The CDC was so far away from the real dangers that representatives and activists of the legal marijuana industry did their best to bypass the federal authorities and warn the cannabis vapers on their own; Leafly, Merry Jane, and the Marijuana Times all published articles warning cannabis oil dealers of the dangers of black market products.
In early October, more than 800 legal cannabis companies and the National Cannabis Industry Association sent a letter to Congress begging for federal cannabis regulation. And in the face of the CDC's inaction, the California section of the advocacy group NORML issued its own warning to the THC Vapers. Even former FDA commissioner Scott Gottlieb has reprimanded the CDC for its imprecise language and ruthless anti-vaping position.
In December, as the CDC slowly withdrew from its warnings that people should avoid all vaping altogether, the agency never clearly identified the danger as adulterated black market TC cars. The CDC never ran a clear, understandable information campaign to reach the most vulnerable people, and now 60 people are dead and hundreds or thousands more will suffer long-term lung damage.
"The initial panic about the stenosis-related disease caused a furore, but the updated conclusion was barely reflected in the main news," says Sara Wilson of Morning Consult, "but the CDC never actually issued a conclusion or made any serious effort to openly correct the report.
Rather, the CDC has only tilted its low point of uncertainty a few degrees towards the truth and allowed dribs and drabs to spread, and as recently as January 17, the agency published the advice of its scientists to avoid all products that spread to the public.
"As the investigation continues," they wrote, "the CDC recommends that the best way for individuals to ensure that they are not at risk is to avoid all e-cigarettes or vaping products.
We can only assume - after months of evidence - that the CDC's goal all along was to scare as many people as possible from vaping. The agency used all its resources and all its credibility to convince the vapers to give up e-cigarettes. The CDC was willing to risk the lives of millions of cannabis users to achieve its goal of a nicotine-free society.
The deliberate merging of the two types of vaping products by the CDC has almost certainly resulted in injuries and deaths from THC vaping that would not have occurred if the agency had instead opted for a clear, unambiguous message strategy. In addition, the confusion has caused thousands, or perhaps hundreds of thousands, of nicotine vaporizers to drop their e-cigarettes and return to burnable tobacco.
Worst of all, there is no telling how many of the nation's 34 million smokers will now continue to smoke cigarettes instead of switching to vaping, which is far safer by all objective measures. According to the CDC, half of long-term smokers die prematurely - and many more suffer from serious diseases such as cancer, heart disease and COPD.
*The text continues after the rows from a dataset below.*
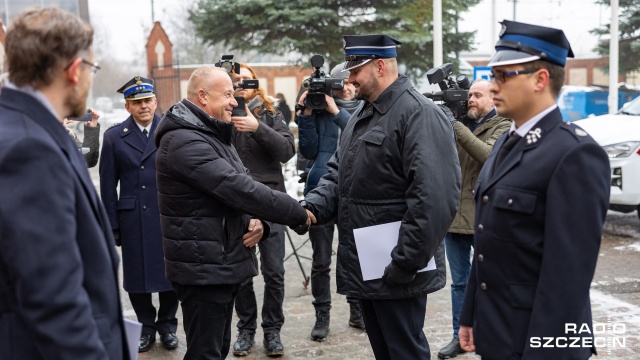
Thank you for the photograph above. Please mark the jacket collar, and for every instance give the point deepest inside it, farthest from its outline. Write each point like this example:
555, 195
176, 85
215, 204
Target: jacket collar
189, 112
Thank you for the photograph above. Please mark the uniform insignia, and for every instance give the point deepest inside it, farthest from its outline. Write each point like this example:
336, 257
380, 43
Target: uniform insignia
504, 28
533, 136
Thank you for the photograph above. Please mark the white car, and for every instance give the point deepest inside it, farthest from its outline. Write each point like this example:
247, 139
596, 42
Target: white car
619, 135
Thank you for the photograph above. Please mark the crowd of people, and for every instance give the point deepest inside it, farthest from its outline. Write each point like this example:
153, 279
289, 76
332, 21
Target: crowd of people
191, 195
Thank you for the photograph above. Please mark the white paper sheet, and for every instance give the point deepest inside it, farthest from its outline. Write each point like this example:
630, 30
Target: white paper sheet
374, 244
133, 329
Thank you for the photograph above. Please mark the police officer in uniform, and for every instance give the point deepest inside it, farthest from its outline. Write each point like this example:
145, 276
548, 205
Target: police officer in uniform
541, 200
128, 158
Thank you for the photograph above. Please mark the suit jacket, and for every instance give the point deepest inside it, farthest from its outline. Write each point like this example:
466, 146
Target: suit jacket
539, 219
59, 292
129, 159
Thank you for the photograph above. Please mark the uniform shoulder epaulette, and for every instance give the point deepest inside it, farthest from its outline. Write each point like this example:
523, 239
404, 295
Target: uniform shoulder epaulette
114, 125
576, 131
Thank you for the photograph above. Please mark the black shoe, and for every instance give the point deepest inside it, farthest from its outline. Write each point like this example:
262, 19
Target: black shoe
145, 342
355, 316
244, 342
169, 341
452, 350
272, 344
321, 328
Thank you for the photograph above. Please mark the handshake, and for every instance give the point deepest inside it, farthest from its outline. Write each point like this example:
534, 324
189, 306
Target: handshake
303, 228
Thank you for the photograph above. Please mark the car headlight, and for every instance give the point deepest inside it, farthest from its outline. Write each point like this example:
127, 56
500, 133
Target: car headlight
619, 150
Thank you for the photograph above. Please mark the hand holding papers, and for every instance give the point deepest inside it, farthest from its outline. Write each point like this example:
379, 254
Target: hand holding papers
374, 244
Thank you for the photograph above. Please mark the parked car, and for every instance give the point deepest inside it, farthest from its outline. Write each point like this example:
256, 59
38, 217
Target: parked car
619, 135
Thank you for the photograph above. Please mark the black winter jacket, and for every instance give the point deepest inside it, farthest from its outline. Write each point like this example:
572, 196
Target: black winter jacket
264, 150
397, 161
206, 200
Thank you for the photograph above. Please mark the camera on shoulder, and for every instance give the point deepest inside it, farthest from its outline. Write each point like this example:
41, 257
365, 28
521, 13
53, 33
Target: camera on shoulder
232, 67
319, 85
454, 95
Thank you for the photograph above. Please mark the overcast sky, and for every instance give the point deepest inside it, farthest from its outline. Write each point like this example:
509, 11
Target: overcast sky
124, 21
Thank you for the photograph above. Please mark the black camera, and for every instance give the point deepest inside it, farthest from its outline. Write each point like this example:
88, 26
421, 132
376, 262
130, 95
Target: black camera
318, 85
227, 63
454, 95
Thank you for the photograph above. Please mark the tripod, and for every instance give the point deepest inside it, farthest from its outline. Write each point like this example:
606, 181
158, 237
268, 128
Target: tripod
305, 282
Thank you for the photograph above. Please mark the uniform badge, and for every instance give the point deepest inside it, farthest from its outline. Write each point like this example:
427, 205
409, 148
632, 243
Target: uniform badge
533, 136
503, 30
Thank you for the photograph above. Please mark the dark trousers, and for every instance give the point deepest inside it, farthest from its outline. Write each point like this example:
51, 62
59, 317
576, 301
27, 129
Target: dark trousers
458, 249
272, 268
166, 321
321, 237
395, 327
207, 311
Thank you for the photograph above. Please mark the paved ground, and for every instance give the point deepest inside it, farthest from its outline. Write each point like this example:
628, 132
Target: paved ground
620, 309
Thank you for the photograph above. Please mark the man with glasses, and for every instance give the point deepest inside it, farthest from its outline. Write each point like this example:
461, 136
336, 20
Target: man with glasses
541, 200
59, 291
128, 162
396, 167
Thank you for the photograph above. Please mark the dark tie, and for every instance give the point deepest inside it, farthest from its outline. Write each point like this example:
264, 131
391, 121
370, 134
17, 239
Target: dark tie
506, 148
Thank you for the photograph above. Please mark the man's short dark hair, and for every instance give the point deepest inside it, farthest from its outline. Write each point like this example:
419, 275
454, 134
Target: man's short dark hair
556, 74
41, 42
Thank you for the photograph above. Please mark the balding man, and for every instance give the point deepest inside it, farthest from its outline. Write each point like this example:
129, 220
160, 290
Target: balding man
397, 163
209, 208
475, 137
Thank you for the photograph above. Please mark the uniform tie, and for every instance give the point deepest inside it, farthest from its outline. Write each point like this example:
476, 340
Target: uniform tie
506, 148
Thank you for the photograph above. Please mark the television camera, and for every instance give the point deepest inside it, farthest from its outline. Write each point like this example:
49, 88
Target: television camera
231, 67
454, 96
318, 85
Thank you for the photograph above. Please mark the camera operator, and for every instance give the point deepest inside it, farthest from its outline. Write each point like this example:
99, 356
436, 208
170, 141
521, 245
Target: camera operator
475, 137
263, 141
319, 132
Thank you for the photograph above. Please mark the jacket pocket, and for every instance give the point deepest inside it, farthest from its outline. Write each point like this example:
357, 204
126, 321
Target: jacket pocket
515, 200
127, 203
374, 137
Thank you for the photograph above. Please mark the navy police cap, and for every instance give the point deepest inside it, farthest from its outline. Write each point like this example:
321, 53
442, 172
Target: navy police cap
520, 43
360, 49
137, 88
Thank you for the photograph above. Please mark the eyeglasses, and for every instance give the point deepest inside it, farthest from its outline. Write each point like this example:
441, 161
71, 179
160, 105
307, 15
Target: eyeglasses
94, 66
501, 76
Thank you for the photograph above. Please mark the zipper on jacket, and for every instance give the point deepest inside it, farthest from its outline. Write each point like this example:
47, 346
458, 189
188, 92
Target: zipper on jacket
225, 242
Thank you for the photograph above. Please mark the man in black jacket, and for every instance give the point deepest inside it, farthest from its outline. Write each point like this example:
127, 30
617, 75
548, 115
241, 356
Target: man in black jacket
209, 208
396, 166
263, 142
59, 292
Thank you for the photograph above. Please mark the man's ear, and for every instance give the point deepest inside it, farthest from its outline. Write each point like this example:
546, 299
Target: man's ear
73, 71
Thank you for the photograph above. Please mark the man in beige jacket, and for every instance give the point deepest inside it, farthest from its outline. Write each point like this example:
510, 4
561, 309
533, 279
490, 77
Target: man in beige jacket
475, 137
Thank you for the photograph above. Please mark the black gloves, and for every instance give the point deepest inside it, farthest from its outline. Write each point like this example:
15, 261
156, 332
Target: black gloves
393, 275
116, 236
300, 229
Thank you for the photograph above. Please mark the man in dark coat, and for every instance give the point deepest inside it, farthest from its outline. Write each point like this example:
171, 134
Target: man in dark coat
264, 142
541, 200
210, 210
318, 135
397, 163
128, 160
59, 291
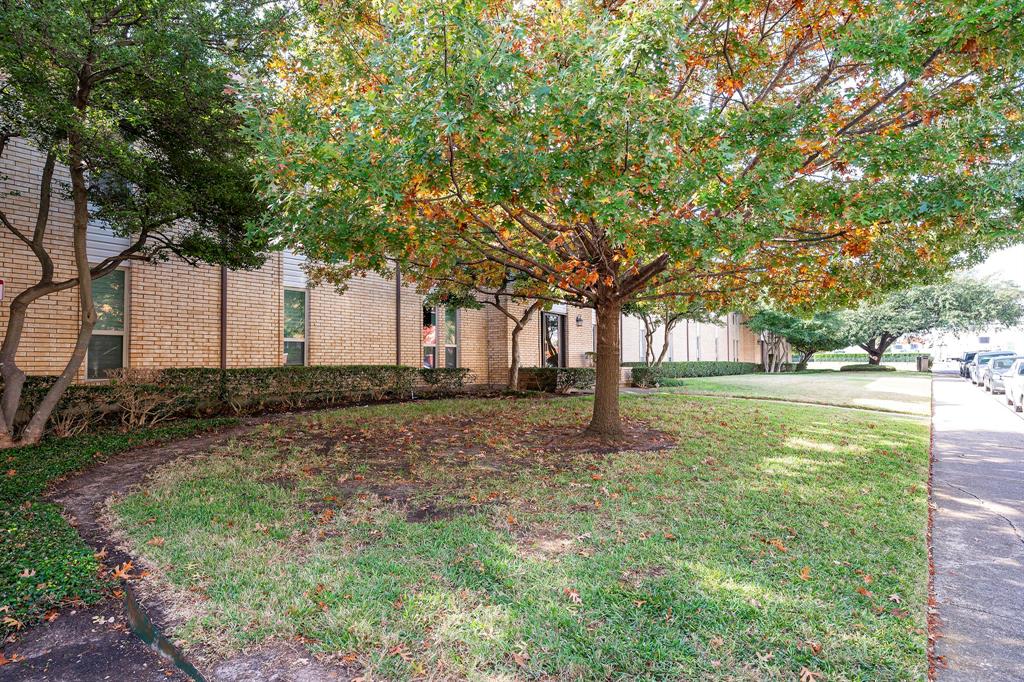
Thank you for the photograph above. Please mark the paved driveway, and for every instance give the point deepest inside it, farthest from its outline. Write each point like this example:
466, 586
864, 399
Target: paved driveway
978, 534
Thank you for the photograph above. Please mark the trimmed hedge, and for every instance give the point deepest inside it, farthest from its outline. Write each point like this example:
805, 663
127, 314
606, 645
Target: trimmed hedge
866, 368
646, 376
556, 379
143, 397
862, 357
691, 369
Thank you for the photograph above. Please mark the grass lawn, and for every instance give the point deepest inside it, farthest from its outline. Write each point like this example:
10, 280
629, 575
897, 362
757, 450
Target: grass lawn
467, 539
43, 562
894, 391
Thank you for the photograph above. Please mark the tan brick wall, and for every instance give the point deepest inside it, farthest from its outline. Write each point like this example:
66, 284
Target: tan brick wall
174, 315
255, 315
174, 309
354, 328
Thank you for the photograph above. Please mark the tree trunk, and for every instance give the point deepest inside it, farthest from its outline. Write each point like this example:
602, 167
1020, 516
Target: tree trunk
37, 424
13, 377
517, 328
669, 326
804, 359
604, 421
877, 347
514, 360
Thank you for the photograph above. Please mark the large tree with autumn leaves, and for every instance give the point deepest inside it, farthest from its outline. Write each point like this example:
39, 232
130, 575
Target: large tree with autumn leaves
812, 151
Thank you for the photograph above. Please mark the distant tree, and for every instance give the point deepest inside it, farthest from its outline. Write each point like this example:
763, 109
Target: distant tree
958, 306
819, 150
665, 313
824, 331
135, 98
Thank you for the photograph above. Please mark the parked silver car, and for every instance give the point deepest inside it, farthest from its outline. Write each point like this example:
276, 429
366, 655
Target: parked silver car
991, 376
982, 359
1013, 382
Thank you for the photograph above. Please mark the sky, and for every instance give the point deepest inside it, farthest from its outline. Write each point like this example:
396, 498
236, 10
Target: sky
1006, 264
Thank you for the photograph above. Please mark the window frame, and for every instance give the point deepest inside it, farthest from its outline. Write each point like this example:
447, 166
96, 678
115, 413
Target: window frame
434, 345
305, 329
123, 332
562, 341
457, 335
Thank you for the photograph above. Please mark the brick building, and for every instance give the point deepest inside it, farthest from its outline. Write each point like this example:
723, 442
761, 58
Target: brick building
174, 314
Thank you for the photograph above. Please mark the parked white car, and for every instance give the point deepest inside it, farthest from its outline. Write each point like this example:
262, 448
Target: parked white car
1013, 384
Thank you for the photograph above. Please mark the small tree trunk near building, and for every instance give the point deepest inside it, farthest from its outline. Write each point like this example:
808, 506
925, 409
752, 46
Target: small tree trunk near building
805, 357
33, 432
604, 420
877, 347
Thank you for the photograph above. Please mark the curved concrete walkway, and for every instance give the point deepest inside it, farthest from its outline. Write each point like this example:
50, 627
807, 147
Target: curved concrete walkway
977, 534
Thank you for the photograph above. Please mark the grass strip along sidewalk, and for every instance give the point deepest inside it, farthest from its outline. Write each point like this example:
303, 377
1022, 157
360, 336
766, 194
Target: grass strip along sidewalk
43, 562
482, 539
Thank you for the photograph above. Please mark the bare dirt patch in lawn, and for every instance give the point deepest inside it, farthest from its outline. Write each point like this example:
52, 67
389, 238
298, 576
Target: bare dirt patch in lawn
418, 464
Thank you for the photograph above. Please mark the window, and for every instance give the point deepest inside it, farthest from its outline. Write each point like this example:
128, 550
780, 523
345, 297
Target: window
552, 339
429, 338
107, 347
295, 327
451, 337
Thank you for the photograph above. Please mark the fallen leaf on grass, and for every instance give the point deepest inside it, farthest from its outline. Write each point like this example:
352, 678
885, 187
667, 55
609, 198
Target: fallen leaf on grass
11, 622
14, 657
810, 645
400, 651
122, 571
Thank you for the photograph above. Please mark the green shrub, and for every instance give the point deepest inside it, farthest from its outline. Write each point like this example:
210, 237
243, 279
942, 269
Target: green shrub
646, 377
556, 379
862, 357
140, 397
445, 380
700, 369
866, 368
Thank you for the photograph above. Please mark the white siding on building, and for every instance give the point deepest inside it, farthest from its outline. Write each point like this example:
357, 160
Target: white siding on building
294, 275
102, 243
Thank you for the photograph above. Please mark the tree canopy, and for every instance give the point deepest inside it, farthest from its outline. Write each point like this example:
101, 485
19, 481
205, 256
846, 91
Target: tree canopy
814, 151
958, 306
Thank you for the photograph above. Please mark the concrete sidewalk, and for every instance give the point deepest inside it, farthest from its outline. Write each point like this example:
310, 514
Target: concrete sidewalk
978, 534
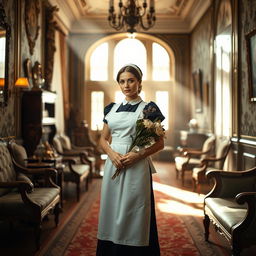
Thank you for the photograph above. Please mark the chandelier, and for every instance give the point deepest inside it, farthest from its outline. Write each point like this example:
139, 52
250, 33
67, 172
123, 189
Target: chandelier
131, 15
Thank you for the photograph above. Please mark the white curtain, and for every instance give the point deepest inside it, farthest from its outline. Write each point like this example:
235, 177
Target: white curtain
57, 86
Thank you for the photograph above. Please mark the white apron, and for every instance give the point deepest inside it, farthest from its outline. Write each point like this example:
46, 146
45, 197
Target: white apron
125, 206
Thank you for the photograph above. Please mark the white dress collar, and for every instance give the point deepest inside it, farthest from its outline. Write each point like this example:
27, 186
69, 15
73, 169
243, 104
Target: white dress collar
132, 102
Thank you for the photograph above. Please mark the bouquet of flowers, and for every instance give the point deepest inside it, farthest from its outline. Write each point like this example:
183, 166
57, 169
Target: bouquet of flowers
147, 131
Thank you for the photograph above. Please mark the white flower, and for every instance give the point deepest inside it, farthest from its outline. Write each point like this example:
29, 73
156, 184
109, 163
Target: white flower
148, 124
159, 129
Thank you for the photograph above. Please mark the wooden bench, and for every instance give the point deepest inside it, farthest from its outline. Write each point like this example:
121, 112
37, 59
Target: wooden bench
231, 207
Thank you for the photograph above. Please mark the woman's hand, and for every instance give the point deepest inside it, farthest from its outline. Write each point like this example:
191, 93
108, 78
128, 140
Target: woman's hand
116, 159
130, 158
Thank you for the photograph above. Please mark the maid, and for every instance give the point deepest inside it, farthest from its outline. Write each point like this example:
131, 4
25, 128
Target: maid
127, 222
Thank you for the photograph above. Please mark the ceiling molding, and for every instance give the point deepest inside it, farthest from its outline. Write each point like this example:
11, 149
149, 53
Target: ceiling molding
79, 16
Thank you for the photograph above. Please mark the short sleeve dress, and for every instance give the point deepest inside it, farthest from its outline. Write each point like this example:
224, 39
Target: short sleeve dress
127, 224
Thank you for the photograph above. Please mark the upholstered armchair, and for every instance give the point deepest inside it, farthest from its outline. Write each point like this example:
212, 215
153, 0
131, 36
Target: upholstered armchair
231, 207
190, 158
198, 173
77, 169
89, 151
20, 199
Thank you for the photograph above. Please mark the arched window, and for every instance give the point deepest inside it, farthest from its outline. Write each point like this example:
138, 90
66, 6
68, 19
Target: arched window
99, 63
106, 57
130, 50
161, 63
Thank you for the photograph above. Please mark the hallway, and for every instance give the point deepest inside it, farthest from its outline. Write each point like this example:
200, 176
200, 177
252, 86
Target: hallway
184, 203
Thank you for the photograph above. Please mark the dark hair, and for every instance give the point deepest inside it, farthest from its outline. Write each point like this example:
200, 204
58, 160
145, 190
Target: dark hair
132, 68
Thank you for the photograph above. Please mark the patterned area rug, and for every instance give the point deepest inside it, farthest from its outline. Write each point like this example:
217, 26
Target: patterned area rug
179, 234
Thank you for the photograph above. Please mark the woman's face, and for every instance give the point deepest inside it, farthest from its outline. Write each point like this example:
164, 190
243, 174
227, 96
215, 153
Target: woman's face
129, 85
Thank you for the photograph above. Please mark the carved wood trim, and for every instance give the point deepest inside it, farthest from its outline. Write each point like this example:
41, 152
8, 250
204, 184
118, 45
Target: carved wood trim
32, 10
50, 28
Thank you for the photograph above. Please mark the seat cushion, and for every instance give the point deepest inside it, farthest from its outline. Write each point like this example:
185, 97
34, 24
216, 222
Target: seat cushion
19, 154
180, 161
92, 159
227, 211
7, 172
11, 204
82, 171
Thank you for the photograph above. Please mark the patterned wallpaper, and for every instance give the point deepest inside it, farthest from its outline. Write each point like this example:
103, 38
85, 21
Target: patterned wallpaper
200, 59
248, 109
8, 114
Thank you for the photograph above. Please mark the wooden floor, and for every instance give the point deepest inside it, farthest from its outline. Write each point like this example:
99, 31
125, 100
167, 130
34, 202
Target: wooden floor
20, 240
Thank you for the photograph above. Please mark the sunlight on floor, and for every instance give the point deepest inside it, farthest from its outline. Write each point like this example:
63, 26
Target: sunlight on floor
180, 201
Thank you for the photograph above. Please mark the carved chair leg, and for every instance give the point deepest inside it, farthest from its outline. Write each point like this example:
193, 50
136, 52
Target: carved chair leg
78, 191
57, 211
38, 229
182, 177
87, 184
206, 222
236, 251
194, 184
177, 174
198, 189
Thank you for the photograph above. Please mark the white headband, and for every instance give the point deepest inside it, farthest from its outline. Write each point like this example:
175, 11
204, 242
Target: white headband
135, 67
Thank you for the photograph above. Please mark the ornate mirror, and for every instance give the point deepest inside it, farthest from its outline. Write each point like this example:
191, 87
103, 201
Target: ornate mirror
5, 33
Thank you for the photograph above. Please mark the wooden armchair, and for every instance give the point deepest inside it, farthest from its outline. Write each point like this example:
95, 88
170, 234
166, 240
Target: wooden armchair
231, 207
78, 168
190, 158
20, 200
198, 173
70, 148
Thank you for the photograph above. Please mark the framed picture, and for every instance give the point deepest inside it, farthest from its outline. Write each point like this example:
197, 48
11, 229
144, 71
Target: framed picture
198, 90
251, 63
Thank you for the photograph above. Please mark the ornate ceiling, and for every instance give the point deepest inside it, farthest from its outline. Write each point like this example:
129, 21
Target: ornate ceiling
90, 16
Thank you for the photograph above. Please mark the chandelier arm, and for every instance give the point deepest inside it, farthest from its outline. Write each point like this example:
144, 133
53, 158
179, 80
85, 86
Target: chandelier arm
131, 15
152, 18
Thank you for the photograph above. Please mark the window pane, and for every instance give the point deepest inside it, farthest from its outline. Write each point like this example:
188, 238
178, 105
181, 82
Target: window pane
162, 101
99, 63
130, 50
161, 63
2, 57
97, 101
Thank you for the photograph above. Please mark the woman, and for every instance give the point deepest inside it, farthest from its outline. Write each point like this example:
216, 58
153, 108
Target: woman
127, 223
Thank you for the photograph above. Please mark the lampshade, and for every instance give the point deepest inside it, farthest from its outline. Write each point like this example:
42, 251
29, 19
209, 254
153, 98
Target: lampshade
1, 82
22, 82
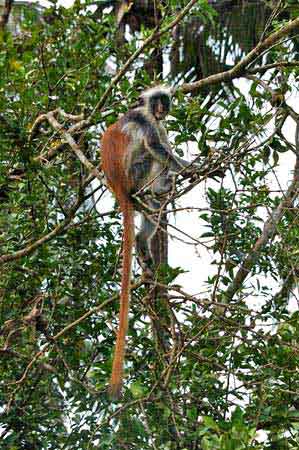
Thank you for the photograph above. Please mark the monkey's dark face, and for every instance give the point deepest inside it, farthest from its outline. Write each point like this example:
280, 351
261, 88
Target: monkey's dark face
159, 105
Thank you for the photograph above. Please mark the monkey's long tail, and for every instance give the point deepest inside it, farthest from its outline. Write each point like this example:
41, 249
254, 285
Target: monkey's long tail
120, 346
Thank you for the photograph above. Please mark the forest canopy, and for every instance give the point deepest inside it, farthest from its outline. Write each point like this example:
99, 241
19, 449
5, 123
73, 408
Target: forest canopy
213, 342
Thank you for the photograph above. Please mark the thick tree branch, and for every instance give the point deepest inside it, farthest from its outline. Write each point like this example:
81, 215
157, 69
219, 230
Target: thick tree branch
153, 37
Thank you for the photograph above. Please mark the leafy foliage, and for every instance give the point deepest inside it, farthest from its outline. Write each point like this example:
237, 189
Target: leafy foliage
227, 378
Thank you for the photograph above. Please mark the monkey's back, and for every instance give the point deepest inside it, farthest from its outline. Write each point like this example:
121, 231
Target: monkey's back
114, 153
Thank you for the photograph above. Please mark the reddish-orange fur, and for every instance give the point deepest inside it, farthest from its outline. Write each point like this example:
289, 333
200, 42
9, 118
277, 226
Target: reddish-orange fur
114, 157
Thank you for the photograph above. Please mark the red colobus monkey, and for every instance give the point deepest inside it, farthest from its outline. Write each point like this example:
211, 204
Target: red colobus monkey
136, 153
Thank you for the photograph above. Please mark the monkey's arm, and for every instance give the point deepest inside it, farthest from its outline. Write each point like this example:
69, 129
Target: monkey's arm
160, 149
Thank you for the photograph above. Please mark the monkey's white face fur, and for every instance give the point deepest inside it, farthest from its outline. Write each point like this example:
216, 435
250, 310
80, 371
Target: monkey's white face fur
160, 89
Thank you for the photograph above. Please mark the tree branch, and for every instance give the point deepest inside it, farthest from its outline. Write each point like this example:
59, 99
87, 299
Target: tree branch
239, 69
6, 13
269, 231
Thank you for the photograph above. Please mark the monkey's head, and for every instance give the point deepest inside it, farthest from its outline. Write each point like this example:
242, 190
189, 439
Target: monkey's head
157, 101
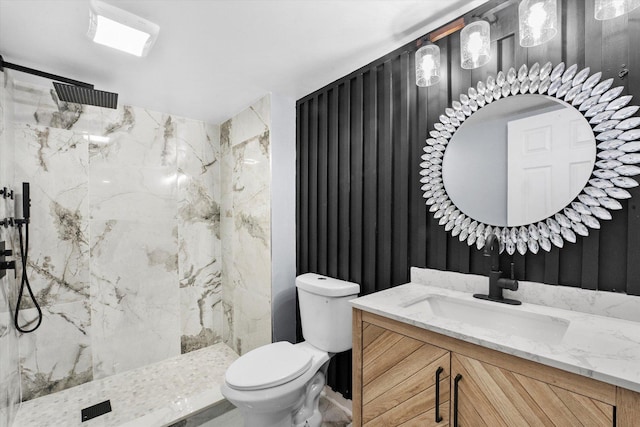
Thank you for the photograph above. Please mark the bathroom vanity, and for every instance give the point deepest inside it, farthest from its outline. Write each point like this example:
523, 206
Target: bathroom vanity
431, 356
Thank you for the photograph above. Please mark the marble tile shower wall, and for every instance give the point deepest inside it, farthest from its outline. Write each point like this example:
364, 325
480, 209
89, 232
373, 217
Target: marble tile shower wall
9, 357
125, 253
245, 143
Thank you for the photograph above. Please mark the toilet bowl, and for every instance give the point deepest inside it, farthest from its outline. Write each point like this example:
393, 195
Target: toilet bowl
279, 384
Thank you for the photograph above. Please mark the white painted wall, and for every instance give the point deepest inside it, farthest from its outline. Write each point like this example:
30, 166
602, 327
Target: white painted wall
283, 217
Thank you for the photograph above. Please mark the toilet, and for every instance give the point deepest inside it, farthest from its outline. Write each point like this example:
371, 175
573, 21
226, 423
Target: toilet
279, 384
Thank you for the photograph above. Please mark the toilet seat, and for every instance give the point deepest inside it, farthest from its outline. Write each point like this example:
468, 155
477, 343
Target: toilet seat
268, 366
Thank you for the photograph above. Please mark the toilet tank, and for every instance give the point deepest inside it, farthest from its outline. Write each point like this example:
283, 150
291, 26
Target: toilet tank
325, 311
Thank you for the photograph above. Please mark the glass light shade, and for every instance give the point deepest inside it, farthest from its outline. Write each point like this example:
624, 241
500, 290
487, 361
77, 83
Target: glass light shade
427, 65
538, 21
475, 45
119, 29
607, 9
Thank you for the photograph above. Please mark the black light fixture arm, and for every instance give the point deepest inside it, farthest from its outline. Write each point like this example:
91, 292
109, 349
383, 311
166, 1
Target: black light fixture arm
39, 73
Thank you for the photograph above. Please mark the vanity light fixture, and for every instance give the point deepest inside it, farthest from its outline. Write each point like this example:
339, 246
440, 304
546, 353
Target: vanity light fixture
427, 65
119, 29
427, 57
608, 9
475, 45
538, 21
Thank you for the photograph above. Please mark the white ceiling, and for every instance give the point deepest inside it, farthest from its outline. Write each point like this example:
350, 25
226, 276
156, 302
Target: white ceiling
213, 58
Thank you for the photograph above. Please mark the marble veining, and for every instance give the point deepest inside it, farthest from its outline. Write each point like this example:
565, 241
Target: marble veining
608, 304
154, 395
125, 254
245, 227
9, 355
603, 348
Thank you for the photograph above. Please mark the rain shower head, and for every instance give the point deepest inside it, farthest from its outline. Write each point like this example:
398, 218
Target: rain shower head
74, 91
88, 96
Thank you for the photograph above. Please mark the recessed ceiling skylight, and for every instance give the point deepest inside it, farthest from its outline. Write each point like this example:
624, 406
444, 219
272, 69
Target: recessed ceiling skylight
119, 29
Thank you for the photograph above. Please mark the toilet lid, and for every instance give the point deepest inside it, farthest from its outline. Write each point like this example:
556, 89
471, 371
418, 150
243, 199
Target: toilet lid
268, 366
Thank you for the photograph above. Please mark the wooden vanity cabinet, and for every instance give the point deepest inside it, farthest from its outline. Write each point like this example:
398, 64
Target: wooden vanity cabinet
404, 381
491, 396
394, 371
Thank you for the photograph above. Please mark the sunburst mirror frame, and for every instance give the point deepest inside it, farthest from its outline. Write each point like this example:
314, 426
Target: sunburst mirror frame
617, 156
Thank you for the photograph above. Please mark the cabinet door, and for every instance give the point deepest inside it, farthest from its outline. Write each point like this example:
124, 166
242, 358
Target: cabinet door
399, 380
491, 396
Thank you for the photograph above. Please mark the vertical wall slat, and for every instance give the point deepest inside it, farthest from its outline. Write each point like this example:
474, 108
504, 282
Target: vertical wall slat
365, 166
344, 178
401, 175
302, 188
591, 37
441, 93
323, 194
312, 189
633, 216
356, 109
334, 204
370, 190
613, 235
418, 210
385, 177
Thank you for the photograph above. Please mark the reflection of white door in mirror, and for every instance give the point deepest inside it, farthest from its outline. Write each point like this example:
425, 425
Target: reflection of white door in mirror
540, 179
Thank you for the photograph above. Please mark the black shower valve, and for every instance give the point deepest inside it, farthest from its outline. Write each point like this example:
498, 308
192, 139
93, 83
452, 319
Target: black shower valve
7, 265
6, 193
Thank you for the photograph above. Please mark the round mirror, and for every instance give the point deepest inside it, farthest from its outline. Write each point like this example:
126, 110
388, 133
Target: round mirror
519, 161
526, 168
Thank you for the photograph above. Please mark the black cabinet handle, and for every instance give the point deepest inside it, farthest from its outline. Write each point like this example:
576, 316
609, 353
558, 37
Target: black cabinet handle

The Morning Consult survey found that an astounding 74 percent of Americans now believe e-cigarettes are "just as harmful or more harmful than" cigarette smoking, a figure more than 50 percent higher than in June 2018 when the polling company first asked the question.
Among those people who believe that Vaping is as bad as smoking - or worse - are not only the smokers themselves, but also friends and family members who will now urge and nag their loved ones to avoid Vaping, and they will do so because they believe in the message of the nation's public health advocate: CDC.